Als nächstes haben wir Nuklease-aktive Enzyme gereinigt, um das DNA-Zielerkennungspotential und die Einzigartigkeit von SpyMac weiter zu untersuchen. (Ergänzende Abb. 5A)27,32. Wir haben die Ribonukleoproteinkomplexenzyme (bestehend aus Cas9 + crRNA + tracrRNA) einzeln mit doppelsträngigen Zielsubstraten aller 5\(^{\) inkubiert}\)/3\(^{\primzahl}\)-benachbarte Basiskombinationen an einem Adenindinukleotid PAM (5\(^{\prime}\)-NAAN-3\(^{\prime}\); Abb. 2b)., Eine kurze 16-minütige Verdauung zeigte sowohl den Wildtyp SmacCas9 als auch den hybriden SpyMac an, der neben 5\(^{\prime}\)-NAAN-3\(^{\prime}\) – Motiven breiter und gleichmäßiger als die zuvor gemeldete QQR-Variante gespalten war. SpyMac zeichnete sich weiter durch schnelle DNA-Schnittraten aus, die der schnell verdaulichen Kinetik von SpyCas9 ähneln (Abb. 2c–d)33. Wir führten Reaktionen durch, bei denen unterschiedliche crRNA-Distanzlängen und tracrRNA-Sequenzen verwendet wurden, da letztere zwischen den S. macacae-und S. pyogenes-Genomen geringfügig unterschiedlich sind (Ergänzende Abb. 5B–E)., Keiner dieser beiden Parameter kompensierte die langsamere Spaltrate von SmacCas9, aber wir bemerkten eine marginale Verbesserung der Aktivität der Wildtypform mit ihrer nativen tracrRNA, die sich mit der Schnittstelle der Guide-Cas9-Interaktion vergleicht, die größtenteils außerhalb der PI-Domäne liegt.

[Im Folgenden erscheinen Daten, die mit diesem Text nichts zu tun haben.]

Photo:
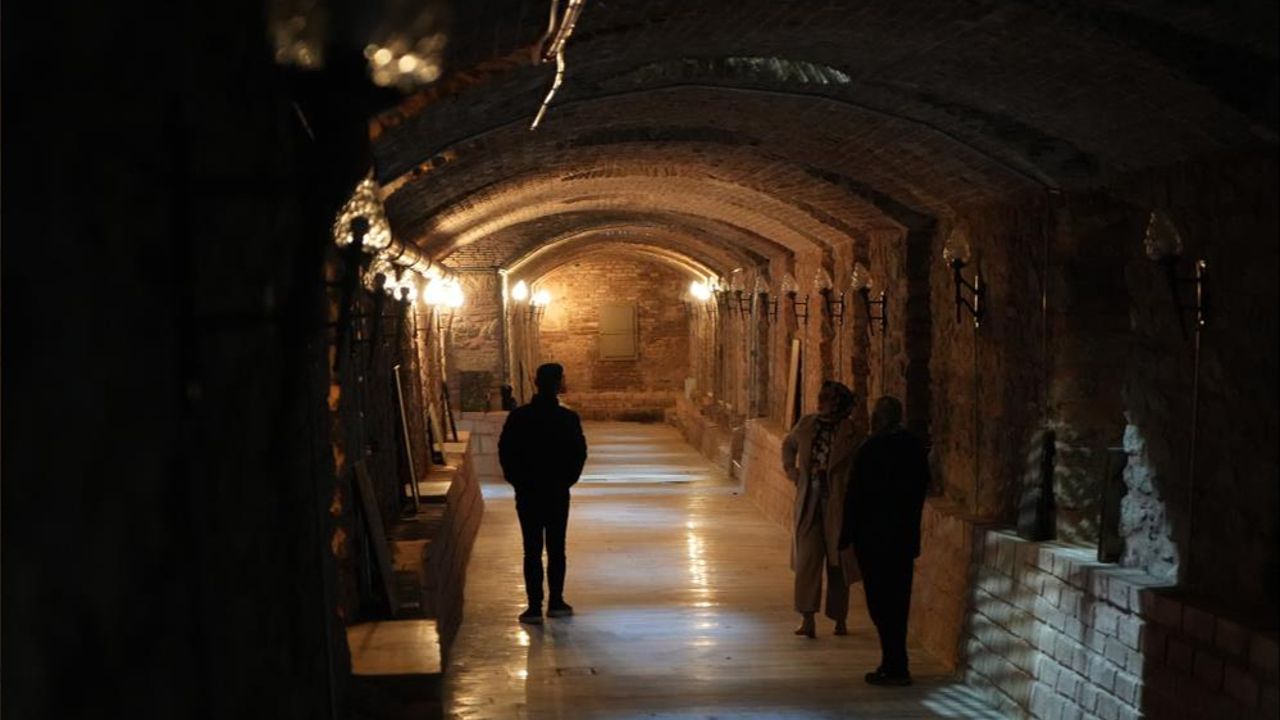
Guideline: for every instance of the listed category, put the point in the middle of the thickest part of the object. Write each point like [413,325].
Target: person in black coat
[882,522]
[542,451]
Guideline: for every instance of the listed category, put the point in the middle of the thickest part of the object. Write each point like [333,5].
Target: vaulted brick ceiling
[735,132]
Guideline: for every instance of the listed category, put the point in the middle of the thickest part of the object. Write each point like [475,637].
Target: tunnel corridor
[274,273]
[682,600]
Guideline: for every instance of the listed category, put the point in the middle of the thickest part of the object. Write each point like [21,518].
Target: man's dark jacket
[886,495]
[542,449]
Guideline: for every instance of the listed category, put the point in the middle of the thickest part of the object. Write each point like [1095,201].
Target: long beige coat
[795,463]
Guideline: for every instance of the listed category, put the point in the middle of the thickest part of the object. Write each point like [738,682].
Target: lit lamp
[955,254]
[768,309]
[792,291]
[823,283]
[1165,245]
[538,305]
[721,292]
[862,283]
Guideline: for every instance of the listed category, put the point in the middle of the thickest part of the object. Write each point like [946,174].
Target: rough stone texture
[447,556]
[763,479]
[986,383]
[1220,209]
[474,332]
[570,329]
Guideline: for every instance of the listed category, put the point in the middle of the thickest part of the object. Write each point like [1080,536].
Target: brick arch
[1064,94]
[675,249]
[894,171]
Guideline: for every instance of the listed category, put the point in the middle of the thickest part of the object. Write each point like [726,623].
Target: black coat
[542,449]
[886,495]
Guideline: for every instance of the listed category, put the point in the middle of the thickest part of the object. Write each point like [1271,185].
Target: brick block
[1232,638]
[1118,592]
[1198,624]
[1265,657]
[1152,642]
[1109,707]
[1240,686]
[1162,609]
[1116,652]
[1269,701]
[1088,700]
[1102,673]
[1069,686]
[1208,669]
[1128,688]
[1129,630]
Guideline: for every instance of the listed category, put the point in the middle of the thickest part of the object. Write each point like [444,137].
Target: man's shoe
[560,609]
[882,678]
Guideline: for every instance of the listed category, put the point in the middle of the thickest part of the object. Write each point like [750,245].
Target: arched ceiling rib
[794,124]
[553,256]
[698,256]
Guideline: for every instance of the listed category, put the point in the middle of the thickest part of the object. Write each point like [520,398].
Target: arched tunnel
[270,268]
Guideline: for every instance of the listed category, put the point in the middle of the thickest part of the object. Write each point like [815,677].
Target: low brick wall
[763,479]
[632,406]
[1052,633]
[447,555]
[704,433]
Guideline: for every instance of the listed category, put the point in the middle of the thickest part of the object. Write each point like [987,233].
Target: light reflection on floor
[684,598]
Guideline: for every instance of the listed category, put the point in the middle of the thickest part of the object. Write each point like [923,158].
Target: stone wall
[1054,633]
[568,332]
[475,337]
[622,405]
[763,479]
[449,552]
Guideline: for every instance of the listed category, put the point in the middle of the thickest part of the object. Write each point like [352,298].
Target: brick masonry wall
[483,450]
[570,329]
[448,554]
[763,479]
[1045,630]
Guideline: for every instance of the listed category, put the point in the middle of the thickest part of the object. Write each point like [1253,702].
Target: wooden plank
[792,384]
[408,443]
[376,534]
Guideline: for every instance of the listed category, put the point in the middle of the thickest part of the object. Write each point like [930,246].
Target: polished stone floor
[684,609]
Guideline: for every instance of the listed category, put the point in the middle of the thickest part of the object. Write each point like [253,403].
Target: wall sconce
[443,292]
[1165,246]
[862,283]
[538,306]
[955,254]
[792,291]
[823,283]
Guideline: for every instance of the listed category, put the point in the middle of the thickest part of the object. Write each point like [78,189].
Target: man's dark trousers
[887,583]
[543,522]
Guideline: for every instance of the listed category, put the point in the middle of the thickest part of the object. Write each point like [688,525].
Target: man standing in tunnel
[542,450]
[882,522]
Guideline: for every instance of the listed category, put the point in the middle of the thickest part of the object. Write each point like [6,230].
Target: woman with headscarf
[817,456]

Genombearbeitung mit iSpyMac

eine CRISPResso2-Indel-Analyse nach NGS amplifizierter Genomregionen zur Beurteilung der Zielbearbeitung von iSpyMac im Vergleich zu SpyMac und SpyCas9 auf den angegebenen 5\(^{\prime}\)-NAA-3\(^{\prime}\) und 5\(^{\prime}\)-NGG-3\(^{prime}\) – NGG-3\ (^\prime}\) PAM-Sequenzen. Die Proben wurden durchgeführt in zwei unabhängige Transfektion Wiederholungen (n = 2). b Effizienz heatmap der mismatch-Toleranz-Assays auf genomische Ziele., Quantifizierte Indel-Frequenzen, wie sie vom TIDE algorithm41 bewertet werden, werden für jede markierte einzelne oder doppelte Nichtübereinstimmung in der sgRNA-Sequenz für die angegebene Cas9-Variante und die angegebene PAM-Sequenz ausgestellt. Die Proben wurden durchgeführt in zwei unabhängige Transfektion Wiederholungen (n = 2). c CRISPResso2 genomische Basis-editing-Analyse folgende NGS der genomischen amplifikate zu beurteilen, conversion of cytosines zu thymines von iSpyMac-LE3. Die Proben wurden durchgeführt in zwei unabhängige Transfektion Wiederholungen (n = 2). Alle Quelldaten werden als Quelldatendatei bereitgestellt.,

Als nächstes bewerteten wir die Toleranz von iSpyMac gegenüber nicht übereinstimmenden Sequenzen, indem wir sgRNAs einsetzten, die doppelte oder einzelne Nicht Übereinstimmungen mit einem festen Protospacer innerhalb des AAVS-Gens enthielten und eine PAM-Sequenz von 5\(^{\prime}\) – GAAG-3\(^{\prime}\) besaßen. iSpyMac demonstrierte Bearbeitungsfunktionen für Ziele mit einzelnen Nichtübereinstimmungen innerhalb des PAM-proximalen Segments der sgRNA., Um diese vermeintliche Off-Target-Neigung zu mildern, haben wir die R691A-Mutation eingeführt, die zuvor über bakterielle Selektion für SpyCas9 isoliert wurde, um eine hohe On-Target-Aktivität aufrechtzuerhalten und gleichzeitig die Off-Target-Editing35 zu reduzieren. Unsere High-Fidelity-Variante, HiFi-iSpyMac, zeigte im Vergleich zum ursprünglichen Enzym eine nahezu vernachlässigbare Aktivität bei nicht übereinstimmenden Sequenzen mit minimalem Verlust der On-Target-Aktivität (Abb. 3b).,

Zuletzt wählten wir ein Fenster mit vier Nukleotiden im VEGFA-Locus in einem Sequenzkontext so aus, dass jede andere CRISPR-Endonuklease mit gemeldeter Verwendung für die Basenbearbeitung ihre Basenbearbeitung mit einem Cytidin-Deaminase-verschmolzenen Enzym nicht erlaubt36. Dementsprechend haben wir HEK293T-Zellen mit einer Nickase-Form von iSpyMac übertragen, die von der zuvor berichteten BE3-Architektur für die Cytosinbaseneditierung (iSpyMac-BE3) abgeleitet ist, und das sgRNA-Plasmid, das auf eine PAM stromabwärts der ausgewählten Nukleotide abzielt5., Wir haben effektive Basen-Editing-Spiegel in geernteten Zellen gemessen, die über 20% Cytosin-Thymin-Umwandlung an diesen Positionen über NGS-Analyse zeigten (Abb. 3c).